Caspase inhibitor zVAD-fmk protects against acute pancreatitis-associated lung injury via inhibiting inflammation and apoptosis

Background/objectives: Pulmonary Apoptosis is an important pathogenic mechanism of acute lung injury induced by many factors. This study aims to investigate whether the Caspase Inhibitor zVAD-fmk has a protective effect against lung injury in the severe acute pancreatitis model (SAP) in rats.

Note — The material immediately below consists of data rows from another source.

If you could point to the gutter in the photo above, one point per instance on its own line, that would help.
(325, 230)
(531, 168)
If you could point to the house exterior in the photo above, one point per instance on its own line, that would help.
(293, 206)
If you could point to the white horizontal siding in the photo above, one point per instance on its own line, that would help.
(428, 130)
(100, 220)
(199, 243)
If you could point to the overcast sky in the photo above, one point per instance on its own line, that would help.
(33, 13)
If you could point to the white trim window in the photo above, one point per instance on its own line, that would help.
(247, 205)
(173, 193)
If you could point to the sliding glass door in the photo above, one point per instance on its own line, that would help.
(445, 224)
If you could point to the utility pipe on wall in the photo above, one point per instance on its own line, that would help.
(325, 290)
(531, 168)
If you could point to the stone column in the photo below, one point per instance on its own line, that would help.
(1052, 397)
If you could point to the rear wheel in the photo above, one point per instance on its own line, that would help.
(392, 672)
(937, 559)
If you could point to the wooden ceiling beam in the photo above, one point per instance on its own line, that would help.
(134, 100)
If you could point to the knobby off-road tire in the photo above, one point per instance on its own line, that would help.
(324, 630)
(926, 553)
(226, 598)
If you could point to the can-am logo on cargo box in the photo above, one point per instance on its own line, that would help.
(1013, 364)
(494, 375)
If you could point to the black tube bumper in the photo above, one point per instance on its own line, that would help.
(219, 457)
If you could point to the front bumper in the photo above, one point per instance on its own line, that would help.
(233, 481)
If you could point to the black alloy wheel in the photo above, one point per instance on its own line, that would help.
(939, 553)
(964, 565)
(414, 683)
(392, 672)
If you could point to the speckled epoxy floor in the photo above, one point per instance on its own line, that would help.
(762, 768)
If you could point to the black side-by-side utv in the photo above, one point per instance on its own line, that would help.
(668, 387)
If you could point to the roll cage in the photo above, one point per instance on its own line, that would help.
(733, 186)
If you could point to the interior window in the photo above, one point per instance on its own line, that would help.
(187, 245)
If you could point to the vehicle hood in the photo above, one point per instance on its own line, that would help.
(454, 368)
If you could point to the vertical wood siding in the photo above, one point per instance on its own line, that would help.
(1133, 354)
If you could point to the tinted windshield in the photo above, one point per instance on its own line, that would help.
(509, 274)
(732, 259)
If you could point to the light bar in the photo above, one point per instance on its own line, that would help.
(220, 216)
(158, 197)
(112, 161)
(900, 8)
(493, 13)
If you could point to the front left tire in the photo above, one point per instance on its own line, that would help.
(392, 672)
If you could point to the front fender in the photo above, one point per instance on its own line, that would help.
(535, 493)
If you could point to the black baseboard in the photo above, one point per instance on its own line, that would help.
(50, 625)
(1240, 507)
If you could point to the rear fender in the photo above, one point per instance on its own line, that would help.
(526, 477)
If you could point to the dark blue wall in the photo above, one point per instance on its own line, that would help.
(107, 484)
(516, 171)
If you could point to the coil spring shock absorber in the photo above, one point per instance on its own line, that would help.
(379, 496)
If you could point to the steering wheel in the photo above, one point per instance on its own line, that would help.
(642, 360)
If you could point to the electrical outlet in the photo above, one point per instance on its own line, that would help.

Methods: Seventy-two Sprague-Dawley rats were randomly divided into Sham, SAP, and SAP + zVAD-fmk groups. The SAP model was established by injection of 5% sodium taurocholate into the pancreatic duct. Animals were sacrificed at 3 h, 6 h, 12 h, and 24 h after operation and then HE staining analysis was performed to assess the lung injury. ELISA was used to detect the activity of myeloperoxidase (MPO) and the concentrations of tumor necrosis factor α (TNF-α) and interleukin 1β (IL-1β). Western blotting was used to detect the expression of cleaved Caspase-3 in the lung tissues.

Results: Rats in SAP group showed obvious lung injury through pathologic examination. Pretreatment with zVAD-fmk significantly inhibited a post-SAP increase in the activation of MPO, TNF-α, IL-1β, and Caspase-3, and decreased lung injury induced by SAP as determined by the pathologic score.

Conclusion: Our results suggest that Apoptosis plays an important role in acute pancreatitis-associated lung injury (APALI), and inhibition of Caspase activity may represent a new therapeutic approach for the treatment of APALI.

Acute pancreatitis-associated lung injury; Apoptosis; Caspase; Inflammation; zVAD-fmk.